Darla couldn’t cope with three babies. When her baby son started screaming relentlessly one evening, she fought back a compulsion to throw him at the fireplace. “It was just luck that Jimmy came home early from work. I felt like I was out of my mind.”

She was suffering from postpartum depression, but it wasn’t an emotional disorder easily recognized in the sixties. Jimmy had her locked up in a state hospital for three months and quietly filed for divorce. “I was so naive and so dumb,” Darla recalled. “I didn’t want a divorce—I loved him—and I didn’t even know enough to get a lawyer. We were still going out once in a while and I thought we would be getting back together. And then my dad came to me and showed me a legal paper. Jimmy had been to court, and I didn’t even know that the divorce had gone that far. Jimmy got the house, the kids, everything….”

Jimmy began to date another woman and Darla couldn’t bear seeing them together. She left Santa Rosa and moved to Seattle with her sister. She was a very good-looking young woman and she got a job easily—as a dancer in a lesbian bar in the basement of the Smith Tower in Seattle’s Pioneer Square area. At that point in her life, she didn’t care about much of anything. “I learned about ‘Christmas trees’—dexadrine and blackberry flips,” she said of her introduction to drugs. “There was a gal who worked in the bar who got a crush on me, but I told her I wasn’t into that.”

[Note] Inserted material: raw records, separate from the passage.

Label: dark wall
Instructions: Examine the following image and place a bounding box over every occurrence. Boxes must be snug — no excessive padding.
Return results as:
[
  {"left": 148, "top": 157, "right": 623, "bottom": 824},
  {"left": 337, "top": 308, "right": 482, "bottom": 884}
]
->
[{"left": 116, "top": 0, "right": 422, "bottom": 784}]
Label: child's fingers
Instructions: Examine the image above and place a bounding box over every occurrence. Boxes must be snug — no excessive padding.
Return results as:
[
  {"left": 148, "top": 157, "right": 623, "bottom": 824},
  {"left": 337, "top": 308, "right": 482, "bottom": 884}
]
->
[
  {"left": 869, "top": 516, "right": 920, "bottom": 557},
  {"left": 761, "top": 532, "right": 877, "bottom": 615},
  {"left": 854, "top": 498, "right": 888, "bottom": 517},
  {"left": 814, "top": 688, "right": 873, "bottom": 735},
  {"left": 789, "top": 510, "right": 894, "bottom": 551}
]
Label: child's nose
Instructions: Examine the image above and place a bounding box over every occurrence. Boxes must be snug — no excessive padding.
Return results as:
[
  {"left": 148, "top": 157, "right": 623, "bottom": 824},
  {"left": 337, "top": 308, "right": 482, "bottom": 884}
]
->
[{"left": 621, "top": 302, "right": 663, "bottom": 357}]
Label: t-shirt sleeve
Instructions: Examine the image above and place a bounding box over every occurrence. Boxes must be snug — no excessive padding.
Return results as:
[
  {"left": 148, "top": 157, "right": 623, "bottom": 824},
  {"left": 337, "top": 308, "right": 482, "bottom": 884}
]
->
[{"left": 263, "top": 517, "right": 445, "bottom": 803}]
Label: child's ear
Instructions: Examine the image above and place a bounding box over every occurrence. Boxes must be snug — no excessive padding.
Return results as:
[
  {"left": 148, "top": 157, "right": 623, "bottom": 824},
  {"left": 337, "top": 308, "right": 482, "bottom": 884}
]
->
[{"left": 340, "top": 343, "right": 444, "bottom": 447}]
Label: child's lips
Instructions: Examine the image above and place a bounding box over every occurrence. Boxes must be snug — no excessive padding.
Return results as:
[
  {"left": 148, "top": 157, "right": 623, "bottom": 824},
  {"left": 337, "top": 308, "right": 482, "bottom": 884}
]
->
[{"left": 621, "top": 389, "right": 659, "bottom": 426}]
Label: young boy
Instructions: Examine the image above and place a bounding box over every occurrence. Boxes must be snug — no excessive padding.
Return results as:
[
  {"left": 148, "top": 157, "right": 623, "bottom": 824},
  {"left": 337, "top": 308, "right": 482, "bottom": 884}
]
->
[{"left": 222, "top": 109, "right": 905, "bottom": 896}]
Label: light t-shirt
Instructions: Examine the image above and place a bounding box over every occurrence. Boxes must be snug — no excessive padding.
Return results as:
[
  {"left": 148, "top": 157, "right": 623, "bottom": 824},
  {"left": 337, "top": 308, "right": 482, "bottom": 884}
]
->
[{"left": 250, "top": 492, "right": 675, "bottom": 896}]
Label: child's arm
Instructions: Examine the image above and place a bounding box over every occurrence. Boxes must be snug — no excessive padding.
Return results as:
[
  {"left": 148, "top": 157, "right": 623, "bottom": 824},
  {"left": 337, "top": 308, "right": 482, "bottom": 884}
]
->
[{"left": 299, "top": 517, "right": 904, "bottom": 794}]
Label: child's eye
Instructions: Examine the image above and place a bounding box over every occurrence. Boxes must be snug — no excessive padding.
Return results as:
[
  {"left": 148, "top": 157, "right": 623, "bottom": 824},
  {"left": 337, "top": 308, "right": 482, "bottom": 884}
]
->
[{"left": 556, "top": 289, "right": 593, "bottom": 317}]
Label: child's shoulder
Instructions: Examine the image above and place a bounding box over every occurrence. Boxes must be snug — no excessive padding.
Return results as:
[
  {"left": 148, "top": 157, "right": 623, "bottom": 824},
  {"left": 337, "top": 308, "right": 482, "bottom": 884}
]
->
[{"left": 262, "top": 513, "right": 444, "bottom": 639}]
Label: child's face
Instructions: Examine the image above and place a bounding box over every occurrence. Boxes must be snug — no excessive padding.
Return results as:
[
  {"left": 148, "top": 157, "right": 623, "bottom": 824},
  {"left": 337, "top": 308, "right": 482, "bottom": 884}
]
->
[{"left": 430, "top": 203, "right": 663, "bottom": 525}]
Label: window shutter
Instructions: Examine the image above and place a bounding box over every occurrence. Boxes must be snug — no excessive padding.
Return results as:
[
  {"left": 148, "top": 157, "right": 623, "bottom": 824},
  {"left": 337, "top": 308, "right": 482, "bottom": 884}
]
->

Darla still missed Jimmy, and she went back to Santa Rosa as often as she could to visit her children, hoping that they could get back together. He seemed glad to see her and offered to rent an apartment for her. She visited her children, and sat by the phone in her apartment, waiting for Jimmy to come by. They were intimate again, and she believed that he still loved her. “I got pregnant again,” she remembered, shaking her head sadly. “I thought he’d be happy when I told him, but he said, ‘It’s not mine.’ And it was his. I hadn’t been with anyone but him.”

All of her life, Darla had been looking for love. Her ex-husband’s cruel response to what she thought would be joyful news threw her into the worst despair she had ever known. “I took Seconal and everything I could find that I’d bought over-the-counter, and I passed out, unconscious. I should have died, but my mother ran in unexpectedly. She was going to Mass and women had to cover their heads back then. She came to borrow a scarf from me, and she found me. And so my life was saved, and I was still pregnant. I thank God for that, now, because that baby girl is so important to me in my life.”

Because she had attempted suicide, Darla was once more committed to a state hospital. When she was finally released, she moved in with women friends, avoiding men for almost eight years. She had decided to put her baby girl up for adoption, feeling that she wasn’t an adequate mother. “But my best friend talked me out of it,” she said. “And we raised her together. I’m so grateful that I didn’t let Libby* go—she means the world to me.”

Darla moved back to Washington State and worked for the state and for public utility companies. She was an employment counselor for a while, and then an Avon Lady.

On her own again in her early thirties, Darla opted to have a tubal ligation. She had given birth to five children, and all but one were being raised by someone else. She wanted to date men again and she feared more pregnancies. Her sterilization gave her freedom she’d never had, and she went through a period of promiscuity. “I was drinking too much then, and I think I wanted to prove that I could satisfy a man, and I found that I could, even though I never had an orgasm myself. For the first time in my life, I was in charge in my relationships. It gave me a kind of power over men. I looked good, and they would just melt around me.”